1612 ca.
ENGLISH POETRY 1579-1830: SPENSER AND THE TRADITION

The Locusts, or Apollyonists. Canto II.

Locustae, vel pietas Iesuitica. Per Phineam Fletcher Collegii Regalis Cantabrigiae.

Rev. Phineas Fletcher


In the second canto Apollyon rises to address the council of Devils, declaring how his forces, dispersed in the Reformation, have been renewed by the Jesuit order.

Hugh De Selincourt: "Both the Fletchers [Giles and Phineas] were steeped in Spenser's poetry, and carried on the Spenserian tradition. In their work is to be found Spenser's diffuseness, his use of allegory, many variants of his stanza and the echo, often a beautiful echo, of his music. Moreover, Milton knew the work of the Fletchers as intimately as he, or the Fletchers, knew the work of Spenser" Cambridge History of English Literature (1909) 4:192.

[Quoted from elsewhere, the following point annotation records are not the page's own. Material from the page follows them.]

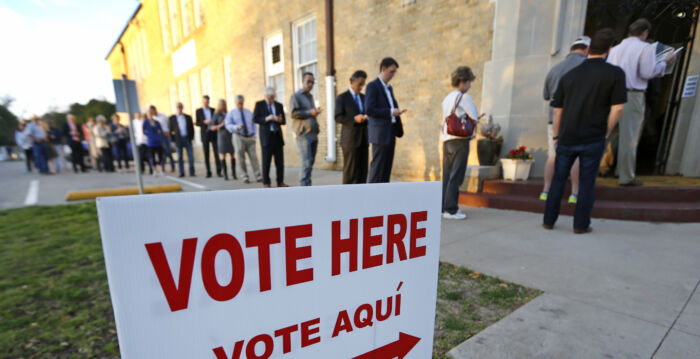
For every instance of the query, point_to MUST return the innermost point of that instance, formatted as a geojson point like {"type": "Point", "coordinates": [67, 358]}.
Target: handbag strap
{"type": "Point", "coordinates": [459, 99]}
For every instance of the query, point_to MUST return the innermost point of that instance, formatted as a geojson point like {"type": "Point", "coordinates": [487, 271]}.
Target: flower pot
{"type": "Point", "coordinates": [514, 170]}
{"type": "Point", "coordinates": [488, 151]}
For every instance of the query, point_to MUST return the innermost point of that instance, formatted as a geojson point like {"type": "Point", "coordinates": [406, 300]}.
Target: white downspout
{"type": "Point", "coordinates": [330, 119]}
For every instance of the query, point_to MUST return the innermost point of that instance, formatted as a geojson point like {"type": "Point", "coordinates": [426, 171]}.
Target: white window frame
{"type": "Point", "coordinates": [164, 24]}
{"type": "Point", "coordinates": [274, 70]}
{"type": "Point", "coordinates": [295, 55]}
{"type": "Point", "coordinates": [198, 8]}
{"type": "Point", "coordinates": [186, 18]}
{"type": "Point", "coordinates": [174, 15]}
{"type": "Point", "coordinates": [228, 83]}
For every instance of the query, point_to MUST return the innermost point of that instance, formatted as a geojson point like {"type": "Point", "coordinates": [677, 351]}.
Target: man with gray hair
{"type": "Point", "coordinates": [638, 59]}
{"type": "Point", "coordinates": [269, 114]}
{"type": "Point", "coordinates": [304, 113]}
{"type": "Point", "coordinates": [239, 122]}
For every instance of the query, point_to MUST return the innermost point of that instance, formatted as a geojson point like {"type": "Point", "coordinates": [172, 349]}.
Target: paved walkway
{"type": "Point", "coordinates": [18, 189]}
{"type": "Point", "coordinates": [628, 290]}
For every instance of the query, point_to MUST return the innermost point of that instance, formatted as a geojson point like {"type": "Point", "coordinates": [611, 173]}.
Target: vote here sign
{"type": "Point", "coordinates": [314, 272]}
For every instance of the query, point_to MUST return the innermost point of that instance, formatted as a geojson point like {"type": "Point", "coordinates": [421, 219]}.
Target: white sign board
{"type": "Point", "coordinates": [691, 86]}
{"type": "Point", "coordinates": [306, 272]}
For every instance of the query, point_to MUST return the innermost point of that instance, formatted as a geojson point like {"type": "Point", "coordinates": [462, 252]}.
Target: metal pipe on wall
{"type": "Point", "coordinates": [330, 85]}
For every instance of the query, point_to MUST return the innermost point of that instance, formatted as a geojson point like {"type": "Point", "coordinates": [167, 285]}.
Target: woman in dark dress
{"type": "Point", "coordinates": [224, 138]}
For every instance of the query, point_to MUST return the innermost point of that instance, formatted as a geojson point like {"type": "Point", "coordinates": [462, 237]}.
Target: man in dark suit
{"type": "Point", "coordinates": [350, 112]}
{"type": "Point", "coordinates": [182, 131]}
{"type": "Point", "coordinates": [269, 114]}
{"type": "Point", "coordinates": [204, 116]}
{"type": "Point", "coordinates": [72, 133]}
{"type": "Point", "coordinates": [384, 121]}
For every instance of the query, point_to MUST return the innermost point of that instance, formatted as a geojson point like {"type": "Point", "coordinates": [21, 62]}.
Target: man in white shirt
{"type": "Point", "coordinates": [182, 131]}
{"type": "Point", "coordinates": [140, 138]}
{"type": "Point", "coordinates": [165, 138]}
{"type": "Point", "coordinates": [638, 59]}
{"type": "Point", "coordinates": [239, 122]}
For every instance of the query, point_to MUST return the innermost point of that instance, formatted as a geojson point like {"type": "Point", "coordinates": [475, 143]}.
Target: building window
{"type": "Point", "coordinates": [198, 13]}
{"type": "Point", "coordinates": [195, 96]}
{"type": "Point", "coordinates": [173, 98]}
{"type": "Point", "coordinates": [304, 46]}
{"type": "Point", "coordinates": [186, 10]}
{"type": "Point", "coordinates": [174, 22]}
{"type": "Point", "coordinates": [164, 25]}
{"type": "Point", "coordinates": [206, 83]}
{"type": "Point", "coordinates": [144, 53]}
{"type": "Point", "coordinates": [227, 81]}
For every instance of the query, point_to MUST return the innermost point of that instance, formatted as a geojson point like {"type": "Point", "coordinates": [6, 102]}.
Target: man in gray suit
{"type": "Point", "coordinates": [304, 113]}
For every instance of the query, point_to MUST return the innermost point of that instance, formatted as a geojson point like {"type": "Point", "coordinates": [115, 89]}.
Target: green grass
{"type": "Point", "coordinates": [54, 299]}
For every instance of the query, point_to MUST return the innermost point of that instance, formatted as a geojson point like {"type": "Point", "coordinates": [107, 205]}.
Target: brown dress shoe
{"type": "Point", "coordinates": [634, 183]}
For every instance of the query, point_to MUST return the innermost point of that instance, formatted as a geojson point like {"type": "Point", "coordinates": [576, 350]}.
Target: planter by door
{"type": "Point", "coordinates": [516, 169]}
{"type": "Point", "coordinates": [488, 151]}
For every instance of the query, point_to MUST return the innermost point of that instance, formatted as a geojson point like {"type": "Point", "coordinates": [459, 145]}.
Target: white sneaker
{"type": "Point", "coordinates": [456, 215]}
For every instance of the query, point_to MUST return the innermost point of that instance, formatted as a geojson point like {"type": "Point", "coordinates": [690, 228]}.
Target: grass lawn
{"type": "Point", "coordinates": [54, 299]}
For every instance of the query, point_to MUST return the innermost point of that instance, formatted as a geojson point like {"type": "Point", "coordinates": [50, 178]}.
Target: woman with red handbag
{"type": "Point", "coordinates": [459, 126]}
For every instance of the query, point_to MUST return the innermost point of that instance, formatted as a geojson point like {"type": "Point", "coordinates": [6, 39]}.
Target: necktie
{"type": "Point", "coordinates": [245, 127]}
{"type": "Point", "coordinates": [273, 125]}
{"type": "Point", "coordinates": [358, 102]}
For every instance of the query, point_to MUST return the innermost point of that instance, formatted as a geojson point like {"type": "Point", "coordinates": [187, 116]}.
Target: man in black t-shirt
{"type": "Point", "coordinates": [587, 105]}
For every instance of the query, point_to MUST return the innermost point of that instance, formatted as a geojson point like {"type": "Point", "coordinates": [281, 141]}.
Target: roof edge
{"type": "Point", "coordinates": [124, 30]}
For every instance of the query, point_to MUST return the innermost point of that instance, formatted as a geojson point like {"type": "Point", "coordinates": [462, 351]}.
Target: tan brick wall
{"type": "Point", "coordinates": [429, 39]}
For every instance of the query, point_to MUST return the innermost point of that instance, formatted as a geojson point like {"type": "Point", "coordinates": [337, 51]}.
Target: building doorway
{"type": "Point", "coordinates": [674, 23]}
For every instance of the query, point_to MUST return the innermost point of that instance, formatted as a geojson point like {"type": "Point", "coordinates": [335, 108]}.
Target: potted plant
{"type": "Point", "coordinates": [489, 148]}
{"type": "Point", "coordinates": [516, 166]}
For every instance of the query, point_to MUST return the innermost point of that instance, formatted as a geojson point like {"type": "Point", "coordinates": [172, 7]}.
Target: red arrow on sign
{"type": "Point", "coordinates": [392, 350]}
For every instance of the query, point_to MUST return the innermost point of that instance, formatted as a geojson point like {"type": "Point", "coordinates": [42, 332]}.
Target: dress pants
{"type": "Point", "coordinates": [211, 139]}
{"type": "Point", "coordinates": [187, 145]}
{"type": "Point", "coordinates": [382, 161]}
{"type": "Point", "coordinates": [246, 145]}
{"type": "Point", "coordinates": [274, 148]}
{"type": "Point", "coordinates": [630, 131]}
{"type": "Point", "coordinates": [76, 149]}
{"type": "Point", "coordinates": [308, 145]}
{"type": "Point", "coordinates": [589, 156]}
{"type": "Point", "coordinates": [454, 167]}
{"type": "Point", "coordinates": [355, 164]}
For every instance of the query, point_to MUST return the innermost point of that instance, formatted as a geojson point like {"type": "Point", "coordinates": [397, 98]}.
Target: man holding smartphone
{"type": "Point", "coordinates": [384, 121]}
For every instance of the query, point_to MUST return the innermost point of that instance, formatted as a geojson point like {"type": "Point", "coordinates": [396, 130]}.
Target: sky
{"type": "Point", "coordinates": [53, 51]}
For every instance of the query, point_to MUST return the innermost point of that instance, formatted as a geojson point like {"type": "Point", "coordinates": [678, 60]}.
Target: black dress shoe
{"type": "Point", "coordinates": [634, 183]}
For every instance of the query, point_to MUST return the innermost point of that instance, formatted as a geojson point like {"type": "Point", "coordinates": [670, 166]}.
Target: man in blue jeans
{"type": "Point", "coordinates": [587, 105]}
{"type": "Point", "coordinates": [182, 131]}
{"type": "Point", "coordinates": [304, 114]}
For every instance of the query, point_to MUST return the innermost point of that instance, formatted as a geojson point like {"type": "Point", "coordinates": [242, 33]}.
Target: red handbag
{"type": "Point", "coordinates": [460, 127]}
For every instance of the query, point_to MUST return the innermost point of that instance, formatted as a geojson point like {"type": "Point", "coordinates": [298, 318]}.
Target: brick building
{"type": "Point", "coordinates": [178, 50]}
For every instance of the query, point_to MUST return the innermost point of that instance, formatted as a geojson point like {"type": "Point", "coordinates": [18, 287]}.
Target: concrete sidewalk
{"type": "Point", "coordinates": [627, 290]}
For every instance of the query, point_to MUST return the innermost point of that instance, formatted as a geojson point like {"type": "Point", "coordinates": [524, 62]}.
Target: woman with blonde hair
{"type": "Point", "coordinates": [225, 144]}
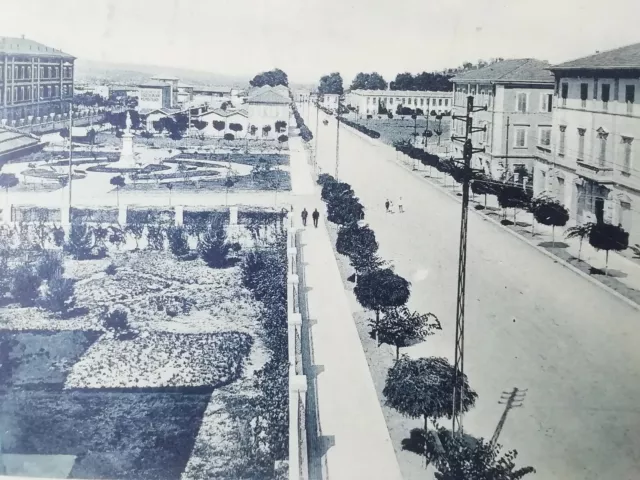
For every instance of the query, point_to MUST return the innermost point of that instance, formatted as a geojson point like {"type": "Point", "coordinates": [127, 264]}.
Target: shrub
{"type": "Point", "coordinates": [155, 237]}
{"type": "Point", "coordinates": [49, 265]}
{"type": "Point", "coordinates": [116, 320]}
{"type": "Point", "coordinates": [26, 285]}
{"type": "Point", "coordinates": [178, 243]}
{"type": "Point", "coordinates": [59, 296]}
{"type": "Point", "coordinates": [80, 242]}
{"type": "Point", "coordinates": [214, 249]}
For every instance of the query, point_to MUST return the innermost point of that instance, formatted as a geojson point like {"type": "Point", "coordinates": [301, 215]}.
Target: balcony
{"type": "Point", "coordinates": [602, 174]}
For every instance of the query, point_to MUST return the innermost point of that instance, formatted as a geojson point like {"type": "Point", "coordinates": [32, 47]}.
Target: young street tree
{"type": "Point", "coordinates": [399, 327]}
{"type": "Point", "coordinates": [604, 236]}
{"type": "Point", "coordinates": [381, 289]}
{"type": "Point", "coordinates": [581, 232]}
{"type": "Point", "coordinates": [549, 211]}
{"type": "Point", "coordinates": [423, 388]}
{"type": "Point", "coordinates": [476, 459]}
{"type": "Point", "coordinates": [118, 182]}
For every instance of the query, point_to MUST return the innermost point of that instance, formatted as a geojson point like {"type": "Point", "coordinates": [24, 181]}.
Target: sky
{"type": "Point", "coordinates": [310, 38]}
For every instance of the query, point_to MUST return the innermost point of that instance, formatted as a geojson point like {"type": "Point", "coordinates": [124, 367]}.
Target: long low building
{"type": "Point", "coordinates": [372, 102]}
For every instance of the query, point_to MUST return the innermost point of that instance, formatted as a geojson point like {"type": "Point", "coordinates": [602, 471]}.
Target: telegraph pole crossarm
{"type": "Point", "coordinates": [458, 369]}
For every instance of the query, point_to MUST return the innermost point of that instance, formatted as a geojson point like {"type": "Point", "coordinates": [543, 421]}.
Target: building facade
{"type": "Point", "coordinates": [518, 95]}
{"type": "Point", "coordinates": [36, 81]}
{"type": "Point", "coordinates": [155, 95]}
{"type": "Point", "coordinates": [594, 167]}
{"type": "Point", "coordinates": [269, 111]}
{"type": "Point", "coordinates": [373, 102]}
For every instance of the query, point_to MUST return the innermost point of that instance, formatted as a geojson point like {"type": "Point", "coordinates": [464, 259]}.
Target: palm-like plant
{"type": "Point", "coordinates": [581, 232]}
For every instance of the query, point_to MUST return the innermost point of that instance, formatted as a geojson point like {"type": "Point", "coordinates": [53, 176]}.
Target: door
{"type": "Point", "coordinates": [599, 209]}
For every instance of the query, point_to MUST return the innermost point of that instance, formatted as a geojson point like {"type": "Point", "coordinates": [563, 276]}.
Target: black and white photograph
{"type": "Point", "coordinates": [319, 240]}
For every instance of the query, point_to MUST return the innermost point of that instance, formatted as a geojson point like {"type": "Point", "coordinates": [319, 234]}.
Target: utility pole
{"type": "Point", "coordinates": [511, 399]}
{"type": "Point", "coordinates": [338, 138]}
{"type": "Point", "coordinates": [70, 151]}
{"type": "Point", "coordinates": [468, 151]}
{"type": "Point", "coordinates": [506, 157]}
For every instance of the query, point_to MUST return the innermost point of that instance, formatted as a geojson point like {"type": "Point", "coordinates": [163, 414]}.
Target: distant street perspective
{"type": "Point", "coordinates": [318, 241]}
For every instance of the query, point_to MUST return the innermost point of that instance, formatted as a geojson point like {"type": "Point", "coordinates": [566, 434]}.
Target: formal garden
{"type": "Point", "coordinates": [146, 350]}
{"type": "Point", "coordinates": [415, 388]}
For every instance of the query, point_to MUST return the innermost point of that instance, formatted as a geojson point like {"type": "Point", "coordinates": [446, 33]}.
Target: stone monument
{"type": "Point", "coordinates": [127, 158]}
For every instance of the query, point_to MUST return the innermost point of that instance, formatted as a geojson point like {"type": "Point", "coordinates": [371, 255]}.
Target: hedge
{"type": "Point", "coordinates": [361, 128]}
{"type": "Point", "coordinates": [147, 216]}
{"type": "Point", "coordinates": [94, 215]}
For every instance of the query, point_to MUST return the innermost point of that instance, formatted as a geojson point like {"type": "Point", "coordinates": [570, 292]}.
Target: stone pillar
{"type": "Point", "coordinates": [122, 215]}
{"type": "Point", "coordinates": [179, 215]}
{"type": "Point", "coordinates": [233, 215]}
{"type": "Point", "coordinates": [6, 213]}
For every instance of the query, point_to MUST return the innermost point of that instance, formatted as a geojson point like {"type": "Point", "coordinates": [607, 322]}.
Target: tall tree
{"type": "Point", "coordinates": [403, 81]}
{"type": "Point", "coordinates": [331, 84]}
{"type": "Point", "coordinates": [368, 81]}
{"type": "Point", "coordinates": [271, 78]}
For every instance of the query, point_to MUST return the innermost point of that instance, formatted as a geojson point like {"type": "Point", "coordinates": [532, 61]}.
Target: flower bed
{"type": "Point", "coordinates": [162, 359]}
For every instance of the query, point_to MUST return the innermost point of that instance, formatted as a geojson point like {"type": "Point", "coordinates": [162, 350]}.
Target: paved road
{"type": "Point", "coordinates": [531, 323]}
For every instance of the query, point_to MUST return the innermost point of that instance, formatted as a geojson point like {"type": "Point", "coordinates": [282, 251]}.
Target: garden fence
{"type": "Point", "coordinates": [298, 461]}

Herbert E. Cory: "Equivocus, a prototype of Milton's wily Belial, rises to speak. Fletcher's readers are fairly launched by this crafty demon's speech into a review of contemporary events. We read a violent attack on the Catholic Church which evidently owes quite as much to the first book of The Faerie Queene as to Fletcher's own animus. Spenser's allegorical vituperation — Duessa, or Falsehood and Catholicism, who leads Holiness away from his love Una, or Truth, to the House of Pride where dwell the Seven Deadly Sins; Kirkrapine, the villain who stalks through the forest to the squalid abode where he lives in lust with Abessa or Superstition, the daughter of Blind Devotion; the giant Orgoglio, who stands for the worldly pride of a corrupt church in temporal power, paramour of Duessa whom he clothes in scarlet and mounts on a misshapen beast like the Whore of Babylon — all this distempered fancy fires Fletcher in his intemperate abuse. Equivocus laments the unmasking of the Church of Rome which is described, as Spenser describes Duessa stripped of her false beauty, in foul language that follows Spenser almost verbatim. When lustful Rome was stripped of her scarlet ornaments, says Equivocus, then her friends fell away from her. Who helped the demons then to make her seem fair again? The Jesuits. Let us employ their aid once more. Let us rush to arms and England will fall. 'With that the bold blacke Spirit invades the Day, | And Heav'n and Light and Lord of both defies. | All Hell run out and sooty flags display,| A foul deformed rout" "Spenser, the Fletchers, and Milton" UCPMP 2 (1912) 317.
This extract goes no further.